O Ministério do Desenvolvimento, Indústria e Comércio Exterior (MDIC) divulgou os resultados parciais de embarques de carne de frango in natura para novembro, referente a primeira semana. Em volume chegam a 72,1 mil toneladas, com média diária de 18 mil toneladas. Os números apontam para aumento de 26,9% em relação a média de outubro e acréscimo de 21,2% em comparação com novembro de 2014.

Já em receita, a soma chega a US$ 106,3 milhões, com a tonelada valendo US$ 1.472,8.

Suíno Vivo: SP e SC registram baixas de preços na semana, enquanto MG e GO encerram com alta

Por: Sandy Quintans // André Lopes

Nesta sexta-feira (13), uma nova baixa foi registrada para o suíno vivo. Mais uma vez, a bolsa de suínos de Santa Catarina encerra a semana com perdas. Na praça, a referência passa de R$ 3,70/kg para R$ 3,80/kg – uma baixa de 2,63%. Além de Santa Catarina, a praça paulista também encerra a semana em campo negativo.

Segundo informações da Scot Consultoria, apesar da ligeira melhora nas vendas na semana, com a chegada da segunda quinzena do mês, a comercialização pode estagnar. “A tendência é de estabilidade nas cotações nos próximos dias, mas quedas não estão descartadas”, informa o boletim.

Por outro lado, o poder de compra dos suinocultores apresentou melhora em São Paulo, em que é possível comprar 7,68 quilos de milho com um quilo de suíno, um aumento de 1,3% em apenas uma semana.

Preços

Segundo levantamento realizado pelo economista do Notícias Agrícolas, André Lopes, a maior desvalorização ocorreu em São Paulo. Após o rcuo de 3,66%, ao vivo passa a ser comercializado entre R$ 78,00 a R$ 79,00 – o mesmo que R$ 4,16/kg a R$ 4,21/kg. A referência anterior, praticada nas duas últimas semanas, estava entre R$ 80,00 a R$ 82,00/@.

Já em Goiás e Minas Gerais, a semana encerrou positiva, após a alta de 2,38%, com a referência em R$ 4,30/kg. Nas últimas semanas, a praça vinha apresentando constantes desvalorizações.

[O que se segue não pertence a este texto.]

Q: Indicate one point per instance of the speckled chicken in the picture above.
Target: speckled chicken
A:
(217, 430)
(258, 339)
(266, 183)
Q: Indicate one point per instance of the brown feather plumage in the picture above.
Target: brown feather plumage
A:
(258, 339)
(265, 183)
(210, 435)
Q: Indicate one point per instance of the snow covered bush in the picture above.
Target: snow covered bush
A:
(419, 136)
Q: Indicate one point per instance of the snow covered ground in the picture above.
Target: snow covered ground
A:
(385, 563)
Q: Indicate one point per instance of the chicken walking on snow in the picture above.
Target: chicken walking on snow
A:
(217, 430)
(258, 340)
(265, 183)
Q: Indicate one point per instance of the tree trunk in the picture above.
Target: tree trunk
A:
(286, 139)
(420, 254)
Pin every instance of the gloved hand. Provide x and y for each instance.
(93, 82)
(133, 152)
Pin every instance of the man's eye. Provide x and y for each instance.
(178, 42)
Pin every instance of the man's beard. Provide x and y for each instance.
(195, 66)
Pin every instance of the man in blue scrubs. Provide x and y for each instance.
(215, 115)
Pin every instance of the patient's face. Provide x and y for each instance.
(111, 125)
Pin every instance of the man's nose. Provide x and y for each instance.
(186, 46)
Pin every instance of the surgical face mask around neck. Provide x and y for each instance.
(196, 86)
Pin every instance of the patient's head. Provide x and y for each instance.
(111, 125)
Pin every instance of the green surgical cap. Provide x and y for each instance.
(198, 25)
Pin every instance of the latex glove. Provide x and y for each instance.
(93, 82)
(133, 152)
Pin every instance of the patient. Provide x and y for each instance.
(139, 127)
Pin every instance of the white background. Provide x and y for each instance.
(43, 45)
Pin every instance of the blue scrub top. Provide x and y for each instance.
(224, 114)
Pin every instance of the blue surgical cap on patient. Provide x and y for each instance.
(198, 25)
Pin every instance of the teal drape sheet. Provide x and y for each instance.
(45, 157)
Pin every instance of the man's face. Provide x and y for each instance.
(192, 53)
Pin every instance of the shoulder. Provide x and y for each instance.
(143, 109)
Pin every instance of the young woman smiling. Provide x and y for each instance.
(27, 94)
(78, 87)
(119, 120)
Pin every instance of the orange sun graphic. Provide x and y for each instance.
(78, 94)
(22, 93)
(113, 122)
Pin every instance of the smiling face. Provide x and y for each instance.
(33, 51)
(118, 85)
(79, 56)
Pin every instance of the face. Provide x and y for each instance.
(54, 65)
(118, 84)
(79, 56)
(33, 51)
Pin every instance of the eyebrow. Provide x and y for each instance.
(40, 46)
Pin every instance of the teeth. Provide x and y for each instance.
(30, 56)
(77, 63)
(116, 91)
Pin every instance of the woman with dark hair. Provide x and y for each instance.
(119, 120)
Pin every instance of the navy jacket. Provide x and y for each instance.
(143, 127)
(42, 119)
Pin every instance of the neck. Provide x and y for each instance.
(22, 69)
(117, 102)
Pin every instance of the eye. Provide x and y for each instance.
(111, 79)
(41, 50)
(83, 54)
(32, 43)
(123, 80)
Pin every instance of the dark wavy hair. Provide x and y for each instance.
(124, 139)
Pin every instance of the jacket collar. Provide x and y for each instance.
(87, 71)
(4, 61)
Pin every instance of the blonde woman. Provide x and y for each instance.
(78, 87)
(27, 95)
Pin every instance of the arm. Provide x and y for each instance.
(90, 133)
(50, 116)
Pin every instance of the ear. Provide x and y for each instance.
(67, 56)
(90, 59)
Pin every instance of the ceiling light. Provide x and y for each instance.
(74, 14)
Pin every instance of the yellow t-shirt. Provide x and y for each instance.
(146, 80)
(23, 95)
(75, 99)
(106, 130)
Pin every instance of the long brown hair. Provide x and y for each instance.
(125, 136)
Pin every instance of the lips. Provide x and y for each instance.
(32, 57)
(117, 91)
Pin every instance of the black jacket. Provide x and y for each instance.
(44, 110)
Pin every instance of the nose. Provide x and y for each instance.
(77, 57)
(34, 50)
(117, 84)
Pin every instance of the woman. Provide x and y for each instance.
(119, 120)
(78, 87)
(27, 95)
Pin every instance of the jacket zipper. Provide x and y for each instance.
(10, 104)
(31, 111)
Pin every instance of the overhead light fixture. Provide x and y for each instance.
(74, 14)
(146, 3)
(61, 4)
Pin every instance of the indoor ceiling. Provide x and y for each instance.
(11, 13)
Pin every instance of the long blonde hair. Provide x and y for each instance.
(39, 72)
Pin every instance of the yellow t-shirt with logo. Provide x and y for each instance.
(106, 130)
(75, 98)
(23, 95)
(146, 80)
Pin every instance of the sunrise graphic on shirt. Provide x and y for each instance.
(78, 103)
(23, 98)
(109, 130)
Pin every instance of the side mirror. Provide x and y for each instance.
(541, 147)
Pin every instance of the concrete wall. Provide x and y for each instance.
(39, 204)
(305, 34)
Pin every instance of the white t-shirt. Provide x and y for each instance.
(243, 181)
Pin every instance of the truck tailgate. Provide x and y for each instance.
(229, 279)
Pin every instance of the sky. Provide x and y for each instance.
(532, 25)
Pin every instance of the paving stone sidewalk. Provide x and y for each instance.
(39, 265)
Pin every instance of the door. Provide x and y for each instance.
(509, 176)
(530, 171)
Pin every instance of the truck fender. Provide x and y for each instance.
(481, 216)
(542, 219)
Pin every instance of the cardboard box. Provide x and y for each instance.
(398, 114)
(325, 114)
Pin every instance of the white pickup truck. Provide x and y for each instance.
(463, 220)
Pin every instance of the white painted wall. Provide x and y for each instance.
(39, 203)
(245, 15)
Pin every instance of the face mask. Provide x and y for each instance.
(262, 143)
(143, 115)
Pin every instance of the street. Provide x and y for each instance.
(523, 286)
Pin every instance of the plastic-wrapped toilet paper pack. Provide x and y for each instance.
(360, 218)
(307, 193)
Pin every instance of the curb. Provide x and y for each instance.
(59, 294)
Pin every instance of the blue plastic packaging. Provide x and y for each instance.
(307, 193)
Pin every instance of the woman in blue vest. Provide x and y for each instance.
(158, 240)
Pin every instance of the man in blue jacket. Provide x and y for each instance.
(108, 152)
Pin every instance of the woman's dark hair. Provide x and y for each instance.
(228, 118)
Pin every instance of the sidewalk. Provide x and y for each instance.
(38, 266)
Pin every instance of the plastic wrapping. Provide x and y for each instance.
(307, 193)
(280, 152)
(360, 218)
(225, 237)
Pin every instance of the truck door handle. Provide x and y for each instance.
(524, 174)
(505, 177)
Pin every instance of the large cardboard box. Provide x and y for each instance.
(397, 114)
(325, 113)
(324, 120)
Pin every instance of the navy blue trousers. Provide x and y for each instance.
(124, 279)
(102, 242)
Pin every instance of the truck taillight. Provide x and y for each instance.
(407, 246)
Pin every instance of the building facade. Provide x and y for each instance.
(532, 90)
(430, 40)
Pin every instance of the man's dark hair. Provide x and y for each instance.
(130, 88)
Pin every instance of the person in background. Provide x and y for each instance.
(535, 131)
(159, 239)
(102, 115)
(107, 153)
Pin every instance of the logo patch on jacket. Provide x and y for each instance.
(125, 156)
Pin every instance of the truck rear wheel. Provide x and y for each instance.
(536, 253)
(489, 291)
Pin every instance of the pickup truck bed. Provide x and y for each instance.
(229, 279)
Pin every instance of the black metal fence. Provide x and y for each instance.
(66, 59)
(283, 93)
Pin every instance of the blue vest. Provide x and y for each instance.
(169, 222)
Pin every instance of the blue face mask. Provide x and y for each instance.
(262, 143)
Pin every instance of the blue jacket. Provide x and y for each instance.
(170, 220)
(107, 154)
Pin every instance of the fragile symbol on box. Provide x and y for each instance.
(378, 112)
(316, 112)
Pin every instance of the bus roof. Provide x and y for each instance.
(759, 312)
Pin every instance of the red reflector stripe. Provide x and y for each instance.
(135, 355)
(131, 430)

Em Rio Grande do Sul a semana foi de estabilidade. A pesquisa semanal realizada pela ACSURS (Associação dos Criadores de Suínos do Rio Grande do Sul), os valores pagos aos suinocultores ficaram em R$ 3,87/kg, enquanto para os integrados a média fechou em R$ 3,13/kg – também com estabilidade. Apesar da estabilidade, os atuais preços estão bem abaixo aos praticados há um ano, quando os produtores independentes estavam recebendo R$ 4,85/kg.

Paralisações

A preocupação do setor ficou também com a greve dos caminhoneiros, que acontecem em diversas partes do país desde segunda-feira. Informações divulgadas pelo Cepea apontam que a situação é de preocupação para o setor, que já enfrentou perdas significativas na greve que aconteceu em fevereiro deste ano, além da paralisação dos fiscais agropecuários que trouxe impactos negativos aos embarques em setembro.

“Para o mercado suinícola, a questão é especialmente grave porque pode dificultar o escoamento da carne neste momento em que está competitiva frente à bovina e de frango”, aponta os pesquisadores. Além disto, historicamente este é período em que atacadistas começam a preparar os estoques para as comemorações de final de ano.

Apesar disto, a ABPA (Associação Brasileira Proteína Animal) informou que foram poucos relatos sobre dificuldades para escoamento da produção e acesso a insumos, como farelo de soja e milho, visto que o movimento perder força no decorrer da semana. "Entretanto, conforme informações também dos nossos associados, é notado uma diminuição no movimento grevista", informa a entidade.

Exportações

Na última segunda-feira, o Ministério do Desenvolvimento, Indústria e Comércio Exterior (MDIC) divulgou os resultados parciais de embarques para carne suína in natura,referente a primeira semana de novembro. Em volume, as exportações chegam a 14,8 mil toneladas, com média diária de 3,7 mil toneladas. Já em receita, a soma aponta para US$ 34,2 milhões.